The work builds on earlier breakthroughs: the idea of spin-based computing using a magnetologic gate that was devised at UC San Diego in 2007 and on tunneling spin injection and spin transport in graphene from a group led by Kawakami in 2010.

In 2010, Kawakami’s team realised that graphene was good for helping create electron spin with the help of a magnet working at room temperature. This was a vital breakthrough because it put the economics of constructing an affordable device and physics of making it work into the realms of the possible.

Kawakami said: "After our breakthrough on performance in 2010, we ran numbers we got on graphene and found it could run very fast, at the gigahertz level, and the amount of power used would be very low. This is a potentially viable technology... by integrating the memory with the logic especially for any applications that use lots and lots of data, like search, image recognition and compression."

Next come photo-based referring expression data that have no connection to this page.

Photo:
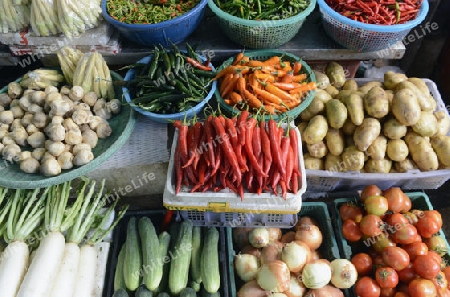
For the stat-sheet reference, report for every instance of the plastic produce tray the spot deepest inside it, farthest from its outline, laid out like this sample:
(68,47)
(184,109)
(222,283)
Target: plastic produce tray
(157,217)
(329,248)
(322,180)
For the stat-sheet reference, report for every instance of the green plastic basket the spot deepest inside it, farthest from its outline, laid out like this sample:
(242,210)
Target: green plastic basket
(260,34)
(264,55)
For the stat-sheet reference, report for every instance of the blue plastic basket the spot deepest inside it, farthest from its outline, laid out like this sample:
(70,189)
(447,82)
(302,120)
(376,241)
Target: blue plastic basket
(175,30)
(362,37)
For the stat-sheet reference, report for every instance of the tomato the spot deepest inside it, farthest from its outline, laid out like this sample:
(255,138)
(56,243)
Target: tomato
(405,234)
(350,212)
(395,257)
(407,274)
(415,249)
(367,287)
(386,277)
(426,266)
(376,205)
(363,263)
(420,287)
(371,225)
(396,199)
(436,243)
(351,231)
(371,190)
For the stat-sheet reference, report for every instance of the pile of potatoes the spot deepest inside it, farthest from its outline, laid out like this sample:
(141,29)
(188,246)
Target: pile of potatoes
(50,130)
(377,127)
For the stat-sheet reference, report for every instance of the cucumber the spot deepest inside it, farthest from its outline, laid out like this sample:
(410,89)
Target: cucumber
(188,292)
(142,291)
(120,293)
(119,280)
(152,270)
(210,261)
(132,268)
(196,252)
(164,243)
(180,259)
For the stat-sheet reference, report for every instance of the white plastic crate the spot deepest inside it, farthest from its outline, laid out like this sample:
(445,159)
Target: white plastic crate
(226,205)
(324,181)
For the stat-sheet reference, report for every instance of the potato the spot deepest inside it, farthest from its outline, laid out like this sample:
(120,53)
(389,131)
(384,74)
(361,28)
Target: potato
(355,108)
(376,103)
(405,107)
(405,165)
(316,129)
(317,150)
(422,152)
(349,127)
(353,158)
(391,79)
(366,133)
(336,113)
(441,145)
(335,141)
(350,84)
(397,150)
(312,163)
(427,124)
(378,166)
(443,123)
(393,129)
(377,150)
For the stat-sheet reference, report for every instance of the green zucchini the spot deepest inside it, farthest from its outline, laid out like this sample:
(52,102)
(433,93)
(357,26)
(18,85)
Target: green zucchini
(152,271)
(120,293)
(210,261)
(119,280)
(142,291)
(132,268)
(188,292)
(181,259)
(196,252)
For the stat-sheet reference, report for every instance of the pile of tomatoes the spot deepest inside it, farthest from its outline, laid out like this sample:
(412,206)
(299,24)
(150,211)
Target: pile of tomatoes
(397,250)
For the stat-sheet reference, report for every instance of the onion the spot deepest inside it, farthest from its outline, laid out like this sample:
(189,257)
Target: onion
(316,274)
(252,289)
(295,254)
(270,253)
(240,237)
(274,276)
(274,234)
(249,249)
(343,273)
(296,287)
(259,237)
(246,266)
(309,234)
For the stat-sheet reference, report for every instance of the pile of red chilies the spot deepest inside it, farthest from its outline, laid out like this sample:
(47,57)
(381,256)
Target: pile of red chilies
(238,153)
(385,12)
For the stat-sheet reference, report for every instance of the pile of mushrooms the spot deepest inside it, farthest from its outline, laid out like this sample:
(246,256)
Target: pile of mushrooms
(51,130)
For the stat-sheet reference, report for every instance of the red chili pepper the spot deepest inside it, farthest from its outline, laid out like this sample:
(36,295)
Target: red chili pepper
(198,65)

But the hard work of bringing all that work and theory together is now underway, and that’s what will be funded by that $1.58m.

The really big challenge comes in mastering spin: a materials issue, Kawakami said. “We need to get control over that process," he said. "We’ve done the best anyone can do, but it’s still not enough for this project."

The gate’s electrodes are ferromagnets. A small current is applied to the magnet that replicates the data as electron spins in the graphene. The idea, ultimately, is for the electrons in the graphene to mix and match the data to produce a logic operation, thereby achieving the goal of combined memory and logic operation on one chip.

Only, there are a couple of problems.

The first is how long a spin lasts: the best results are obtained the longer the spin lasts but right now the number of spins is well below the theoretical ceiling – by a factor of 1,000. Kawakami says the reason for this is unclear. “What’s limiting the spin is a big scientific mystery,” he says, noting that experiments are underway to improve the manufacture of graphene itself.

The other challenge is making the spin of the electrons – that's the process of copying the data from the electrode and putting it in the graphene – uniform. Right now, the process isn’t uniform or predictable enough for product, as some electrodes produce too much spin and others too little.

RAM busters

Kawakami’s team are piggybacking on evolving research in the field of magnetic RAM for answers and are developing new methods compatible with graphene. They are looking at spin torque, which controls the orientation of the magnetic electrode and thereby whether something is recorded as a zero or a one.

“We have to develop a special type of electrode geometry to get the spin torque to work with the graphene: that’s the main challenge,” he says.

This isn’t just about data transfer, however. The research is also considering the ramifications of power consumption – thereby determining the efficiency and green credentials of the finished magnetologic gate. “We think this is a really important part of the device because this will be the step that uses the most energy,“ Kawakami says. “So, we want to optimise this process as much as possible because this will be the energy cost of running the device.”

To further help control spin, a tunnel barrier is needed between the electrodes and graphene. The problem with spin is that it likes to leak out of the graphene, says Kawakami.